If you can post photos of the roof and details in question, you will get a more accurate diagnosis. 

Almost any flat roofing material will work for a minimum of 10-20 years, as long as it is installed correctly. That specifically means that the attention to the detail work and flashings are attended to appropriately.

Asphalt base systems will degrade sooner, if left unprotected from the UV rays of the sun, either by a proper roof coating or a gravel ballast surfacing.

Why the marine grade wood decking?
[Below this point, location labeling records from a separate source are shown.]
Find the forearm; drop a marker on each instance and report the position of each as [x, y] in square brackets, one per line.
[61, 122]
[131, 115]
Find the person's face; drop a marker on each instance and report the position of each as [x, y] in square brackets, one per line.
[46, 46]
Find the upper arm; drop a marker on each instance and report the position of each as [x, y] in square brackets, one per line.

Are you anticipating the roof to fail prematurely and trying to defeat the cecking deterioration in advance?

Ed


----------



## Maintenance 6 (Feb 26, 2008)

I would not plan on regularly walking around on a roof surface unless it is rated for foot traffic. If you are planning on using the roof as a deck, you will have chairs, etc. sitting on it that will soon tear up a regular flat roof. There are roof systems made for use as a traffic deck. The next thing is that you need to be sure that the structure will safely support the live load of a usable deck.


----------



## the roofing god (Aug 2, 2007)

IB Roofing Systems white pvc single ply system is warranted for LIFETIME on residential,as well as qualifying for both energystar and leeds credits---also take note this system reflects the heat very well


----------



## coolflatroof (Mar 7, 2008)

I agree that IB would be an excellent choice for flat roof deck. You can cover your roof deck with 80-mil IB membrane and put a PT or composition deck on top of it, with railing and the whole shabang... or you can use IB DeckShield as the waterproofing membrane AND the walk-on, slip resistant surface. 
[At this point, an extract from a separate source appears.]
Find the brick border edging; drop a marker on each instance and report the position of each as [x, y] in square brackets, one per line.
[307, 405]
IB has all the accessories pre-made, so you won't have to worry about things like post penetrations flashing or inside / outside corners.

Here is an example of what such deck will look like:










The picture above is an 80-mil IB flat roof deck in Wellesley, MA.
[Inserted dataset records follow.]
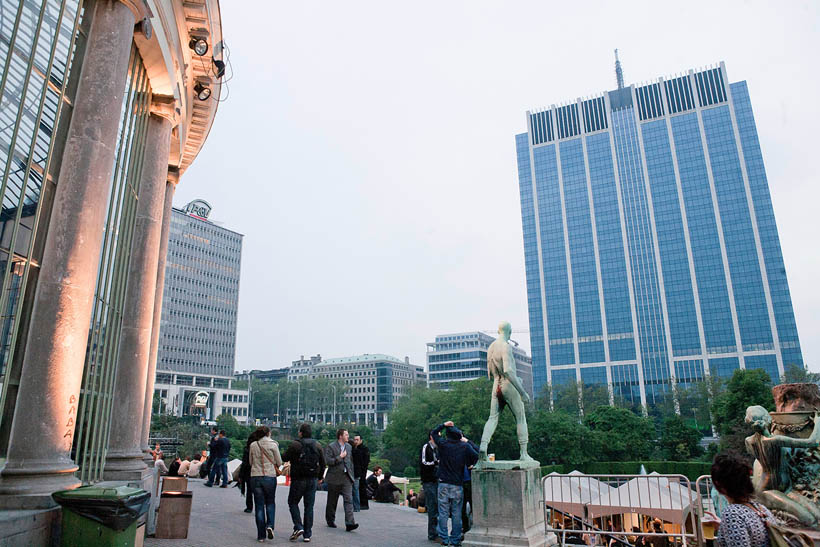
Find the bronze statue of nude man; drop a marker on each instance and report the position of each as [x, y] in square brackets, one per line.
[507, 390]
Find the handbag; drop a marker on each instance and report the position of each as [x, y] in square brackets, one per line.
[780, 536]
[267, 457]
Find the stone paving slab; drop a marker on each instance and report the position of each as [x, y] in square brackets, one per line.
[218, 519]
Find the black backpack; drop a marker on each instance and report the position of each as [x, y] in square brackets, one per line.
[308, 462]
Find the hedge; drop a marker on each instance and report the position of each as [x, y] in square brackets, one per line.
[691, 470]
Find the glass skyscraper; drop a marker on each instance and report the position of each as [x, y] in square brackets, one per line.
[650, 243]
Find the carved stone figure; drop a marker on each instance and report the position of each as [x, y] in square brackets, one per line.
[773, 468]
[507, 390]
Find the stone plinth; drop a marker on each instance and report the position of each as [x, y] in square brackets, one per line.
[507, 508]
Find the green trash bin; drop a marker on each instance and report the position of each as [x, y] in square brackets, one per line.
[96, 515]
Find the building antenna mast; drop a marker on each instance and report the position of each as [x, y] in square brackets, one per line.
[619, 73]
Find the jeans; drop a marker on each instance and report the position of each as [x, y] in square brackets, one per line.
[357, 506]
[302, 488]
[248, 496]
[431, 504]
[450, 497]
[219, 467]
[345, 490]
[264, 497]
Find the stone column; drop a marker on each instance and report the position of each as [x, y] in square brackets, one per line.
[124, 457]
[39, 460]
[170, 186]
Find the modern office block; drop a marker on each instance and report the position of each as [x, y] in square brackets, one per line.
[200, 303]
[651, 249]
[461, 357]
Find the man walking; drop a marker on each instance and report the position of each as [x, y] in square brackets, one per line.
[221, 449]
[307, 465]
[454, 454]
[429, 484]
[340, 480]
[361, 459]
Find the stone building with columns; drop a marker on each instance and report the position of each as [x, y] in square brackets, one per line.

Here a composition deck was installed over sleepers (or slippers - which one is correct? I had an extensive conversation about this with my deck builder friend and we both are unsure :laughing.


----------



## AaronB (Jan 29, 2005)

Sheet.... polyurea is harder, tougher, and seamless


----------



## coolflatroof (Mar 7, 2008)

Hey Aaron, 

Do you do a lot of spray foam roofing? You seem to know a lot about. 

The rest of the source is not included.